Länggraben

Länggraben

Die Länggrabenleitung stammte aus den 30er Jahren. Die Leitung diente neben der Entwässerung des natürlichen Einzugsgebietes auch den Hochwasserentlastungen der Gemeindekanalisationssysteme Bühl und Hermrigen, dem Regenüberlauf des Regenklärbeckens (RKB I) der ARAT sowie der Entwässerung der Staatsstrasse (Hermrigen-Bühl). Die Kapazität der Leitung reichte bei weitem nicht mehr aus. Insbesondere die Entlastungen der Kanalisationssysteme und des RKB I führten bei Starkniederschlägen zur Überlastung und zu Rückstau. Die hydraulische Überprüfung im Rahmen des regionalen GEP der ARAT bestätigt die langjährigen Beobachtungen der Klärwärter, dass das RKB I nicht richtig funktionierte, weil aus der Länggrabenleitung Wasser infolge Rückstau in das RKB zurückdrückte. Gemäss dem Gesetz über Gewässerunterhalt und Wasserbau (WBG) vom 14. Februar 1989 handelte es sich bei der Länggrabenleitung um ein öffentliches Gewässer. Gemäss Stellungnahmen der zuständigen Amtsstellen kam nur eine Ausdolung des Gewässerabschnittes in Frage. Das Projekt sah die Erstellung eines offenen Grabens auf einer Länge von ca. 560m vor. Betroffen waren Flächen auf den Hoheitsgebieten der Gemeinden Bühl, Hermrigen und Epsach. In Absprache mit dem Oberingenieurkreis III, Biel wurde als Verfahren die Wasserbaubewilligung gemäss WBG gewählt. Die Auflage des Wasserbaugesuches erfolgte vom 1. bis 30. März 2004. Betreffend Finanzierung wurden ein Kostenverteiler und ein Finanzierungsmodell erarbeitet. Gemäss WBG oblag die Wasserbaupflicht der Gemeinde Hermrigen. Die Gemeinde Hermrigen übernahm daher als Bauherrin die Federführung.  

Wegebau

  • Neue Kieswege:259.0 m'
  • Gekofferte Rasenwege (angesät mit Spezialmischung): 487.3 m'
  • Instandstellung bestehende Wege: 654 m' (Bösemattweg)
  • Rückbau/Rekultivierung alter Kieswege: 360 m'

Ausbau des natürlichen Gerinnes (Länge ca. 560m')
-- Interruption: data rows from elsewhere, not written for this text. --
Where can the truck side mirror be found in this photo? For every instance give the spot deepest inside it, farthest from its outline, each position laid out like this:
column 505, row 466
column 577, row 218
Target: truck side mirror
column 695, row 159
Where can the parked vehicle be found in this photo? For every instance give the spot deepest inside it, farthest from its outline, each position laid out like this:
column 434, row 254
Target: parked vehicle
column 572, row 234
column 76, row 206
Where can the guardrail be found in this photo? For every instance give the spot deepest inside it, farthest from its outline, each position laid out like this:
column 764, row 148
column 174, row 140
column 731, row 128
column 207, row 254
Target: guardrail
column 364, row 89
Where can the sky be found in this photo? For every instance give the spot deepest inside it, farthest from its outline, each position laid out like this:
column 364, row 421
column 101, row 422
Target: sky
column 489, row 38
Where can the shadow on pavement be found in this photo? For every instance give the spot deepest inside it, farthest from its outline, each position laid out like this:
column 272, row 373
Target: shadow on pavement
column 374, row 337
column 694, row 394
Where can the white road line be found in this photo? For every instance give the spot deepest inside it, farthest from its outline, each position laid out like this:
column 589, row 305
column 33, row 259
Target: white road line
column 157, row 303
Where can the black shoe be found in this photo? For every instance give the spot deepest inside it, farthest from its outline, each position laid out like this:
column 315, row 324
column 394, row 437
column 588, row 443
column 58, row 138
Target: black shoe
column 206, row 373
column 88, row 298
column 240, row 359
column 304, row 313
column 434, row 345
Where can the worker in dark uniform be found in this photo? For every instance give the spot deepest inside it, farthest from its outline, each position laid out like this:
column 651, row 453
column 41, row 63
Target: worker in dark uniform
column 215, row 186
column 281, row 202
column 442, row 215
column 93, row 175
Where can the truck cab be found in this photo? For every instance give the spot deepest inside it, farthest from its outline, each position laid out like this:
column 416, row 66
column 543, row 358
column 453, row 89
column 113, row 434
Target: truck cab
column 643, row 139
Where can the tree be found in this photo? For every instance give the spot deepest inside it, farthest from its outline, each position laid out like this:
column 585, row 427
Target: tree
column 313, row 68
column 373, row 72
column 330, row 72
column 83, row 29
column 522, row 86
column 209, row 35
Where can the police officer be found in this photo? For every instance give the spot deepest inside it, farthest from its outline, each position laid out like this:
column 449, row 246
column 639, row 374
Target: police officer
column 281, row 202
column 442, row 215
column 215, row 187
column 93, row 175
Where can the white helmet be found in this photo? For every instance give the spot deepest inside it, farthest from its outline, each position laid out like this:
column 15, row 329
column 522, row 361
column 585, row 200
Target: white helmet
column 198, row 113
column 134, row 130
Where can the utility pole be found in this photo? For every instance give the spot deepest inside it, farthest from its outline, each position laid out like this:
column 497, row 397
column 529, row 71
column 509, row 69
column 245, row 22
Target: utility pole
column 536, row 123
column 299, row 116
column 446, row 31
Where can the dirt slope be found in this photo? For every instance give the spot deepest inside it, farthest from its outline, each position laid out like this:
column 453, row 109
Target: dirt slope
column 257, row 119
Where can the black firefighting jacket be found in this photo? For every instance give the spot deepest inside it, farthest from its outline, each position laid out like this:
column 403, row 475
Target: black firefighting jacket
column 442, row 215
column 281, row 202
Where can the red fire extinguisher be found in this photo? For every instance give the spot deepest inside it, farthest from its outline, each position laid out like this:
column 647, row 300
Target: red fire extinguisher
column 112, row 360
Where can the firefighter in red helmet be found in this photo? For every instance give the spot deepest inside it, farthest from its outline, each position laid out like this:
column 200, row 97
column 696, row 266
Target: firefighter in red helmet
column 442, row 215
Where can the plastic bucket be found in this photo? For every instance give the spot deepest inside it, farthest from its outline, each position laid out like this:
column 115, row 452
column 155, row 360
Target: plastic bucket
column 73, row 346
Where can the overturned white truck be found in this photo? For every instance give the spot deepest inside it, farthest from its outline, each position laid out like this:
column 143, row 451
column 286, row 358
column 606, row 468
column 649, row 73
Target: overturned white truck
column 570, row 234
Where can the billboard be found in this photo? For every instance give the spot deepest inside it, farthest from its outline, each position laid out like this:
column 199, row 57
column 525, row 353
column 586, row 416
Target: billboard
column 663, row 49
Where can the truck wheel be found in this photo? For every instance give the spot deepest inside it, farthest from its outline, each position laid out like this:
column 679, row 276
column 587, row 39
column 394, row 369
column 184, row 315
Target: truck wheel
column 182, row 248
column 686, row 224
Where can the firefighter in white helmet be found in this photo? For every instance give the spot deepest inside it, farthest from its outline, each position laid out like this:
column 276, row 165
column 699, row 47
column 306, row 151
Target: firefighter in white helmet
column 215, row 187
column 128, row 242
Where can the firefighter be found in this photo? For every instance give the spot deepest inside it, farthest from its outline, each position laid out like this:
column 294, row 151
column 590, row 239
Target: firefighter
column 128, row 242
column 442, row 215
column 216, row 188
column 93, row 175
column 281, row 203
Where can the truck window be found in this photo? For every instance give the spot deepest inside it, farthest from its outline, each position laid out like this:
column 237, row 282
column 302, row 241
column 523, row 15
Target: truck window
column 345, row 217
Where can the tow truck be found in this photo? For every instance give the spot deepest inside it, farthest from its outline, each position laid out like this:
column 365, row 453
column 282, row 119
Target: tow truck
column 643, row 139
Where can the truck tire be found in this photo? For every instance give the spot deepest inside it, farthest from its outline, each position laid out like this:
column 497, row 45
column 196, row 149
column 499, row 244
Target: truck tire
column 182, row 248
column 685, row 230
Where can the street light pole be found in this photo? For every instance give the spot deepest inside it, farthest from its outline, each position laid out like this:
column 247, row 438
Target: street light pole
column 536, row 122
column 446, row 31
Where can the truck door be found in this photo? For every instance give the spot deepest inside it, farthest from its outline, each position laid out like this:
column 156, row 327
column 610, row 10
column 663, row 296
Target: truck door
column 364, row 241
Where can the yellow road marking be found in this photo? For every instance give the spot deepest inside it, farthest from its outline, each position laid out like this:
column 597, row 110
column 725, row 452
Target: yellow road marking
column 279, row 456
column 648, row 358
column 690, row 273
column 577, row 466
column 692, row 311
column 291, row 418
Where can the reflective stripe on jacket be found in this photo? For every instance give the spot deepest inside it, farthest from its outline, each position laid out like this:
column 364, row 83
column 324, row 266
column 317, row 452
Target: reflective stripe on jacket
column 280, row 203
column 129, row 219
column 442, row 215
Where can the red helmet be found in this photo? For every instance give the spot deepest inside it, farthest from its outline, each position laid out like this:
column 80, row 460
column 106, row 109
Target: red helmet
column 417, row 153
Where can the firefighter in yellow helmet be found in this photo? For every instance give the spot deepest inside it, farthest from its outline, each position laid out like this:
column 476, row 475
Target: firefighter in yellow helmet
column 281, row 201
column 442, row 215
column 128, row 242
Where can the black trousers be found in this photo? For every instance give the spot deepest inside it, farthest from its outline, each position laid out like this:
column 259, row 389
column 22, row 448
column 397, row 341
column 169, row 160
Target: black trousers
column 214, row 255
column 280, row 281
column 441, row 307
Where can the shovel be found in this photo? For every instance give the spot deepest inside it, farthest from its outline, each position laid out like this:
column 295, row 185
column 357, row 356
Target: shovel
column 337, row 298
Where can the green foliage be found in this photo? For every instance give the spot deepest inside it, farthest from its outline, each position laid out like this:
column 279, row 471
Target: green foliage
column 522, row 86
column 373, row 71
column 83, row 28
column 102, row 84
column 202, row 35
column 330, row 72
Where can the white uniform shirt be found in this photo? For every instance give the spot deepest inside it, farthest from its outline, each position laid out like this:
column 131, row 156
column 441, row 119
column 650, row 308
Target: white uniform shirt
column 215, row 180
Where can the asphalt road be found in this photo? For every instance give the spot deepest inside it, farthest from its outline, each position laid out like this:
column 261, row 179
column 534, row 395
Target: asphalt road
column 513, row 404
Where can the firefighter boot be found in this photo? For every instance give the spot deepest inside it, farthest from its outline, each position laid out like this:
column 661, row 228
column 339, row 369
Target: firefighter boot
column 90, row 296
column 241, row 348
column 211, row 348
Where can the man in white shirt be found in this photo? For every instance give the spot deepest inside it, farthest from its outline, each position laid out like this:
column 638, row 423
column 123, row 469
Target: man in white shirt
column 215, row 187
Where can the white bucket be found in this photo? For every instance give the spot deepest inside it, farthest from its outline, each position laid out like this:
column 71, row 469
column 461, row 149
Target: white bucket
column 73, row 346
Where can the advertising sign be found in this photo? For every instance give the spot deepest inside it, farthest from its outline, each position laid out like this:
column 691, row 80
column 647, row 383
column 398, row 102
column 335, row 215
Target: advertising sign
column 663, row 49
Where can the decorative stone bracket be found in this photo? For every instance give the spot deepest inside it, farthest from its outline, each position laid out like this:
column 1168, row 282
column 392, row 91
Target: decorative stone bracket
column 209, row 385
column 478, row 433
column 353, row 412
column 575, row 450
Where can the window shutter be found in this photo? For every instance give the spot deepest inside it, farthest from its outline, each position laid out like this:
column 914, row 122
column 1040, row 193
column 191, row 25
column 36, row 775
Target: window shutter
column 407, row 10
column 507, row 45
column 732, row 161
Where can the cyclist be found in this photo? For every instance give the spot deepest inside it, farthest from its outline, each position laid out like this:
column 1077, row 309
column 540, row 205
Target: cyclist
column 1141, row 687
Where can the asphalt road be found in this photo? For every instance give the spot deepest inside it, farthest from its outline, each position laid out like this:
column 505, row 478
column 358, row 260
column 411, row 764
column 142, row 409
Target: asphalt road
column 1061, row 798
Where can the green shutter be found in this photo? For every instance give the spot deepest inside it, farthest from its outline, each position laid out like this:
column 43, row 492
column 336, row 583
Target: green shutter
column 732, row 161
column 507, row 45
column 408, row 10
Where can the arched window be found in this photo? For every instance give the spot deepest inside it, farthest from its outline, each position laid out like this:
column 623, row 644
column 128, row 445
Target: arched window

  • Abhumusierung: 8'700 m2.
  • Maschineller Aushub zur Erstellung des Gerinnes: 9'022 m3 (fest).
  • Der Humus resp. das Erdmaterial wurden seitlich angelegt oder in die Deponie des    Unternehmers geführt.
  • Einbau eines Kiesstützkörpers auf ca. 500 m' des Grabens (1'090 m3 Kiesmaterial).
  • Gestaltung des natürlichen Gerinnes mit insgesamt 524 m3 Kiesmaterialien (Rundkies,   Kiessand II, Bollensteine und Schroppen).
  • Böschungsfusssicherung im Bereich des Prallhanges mittels Bollensteinen, Rundholz   (98 m'), Totholzfaschinen (145 m') und Flechtzäunen (74 m').
  • Kleinstrukturen:   23 Steinhaufen und 13 Asthaufen (z.T. mit zugeführten Baumstrünke).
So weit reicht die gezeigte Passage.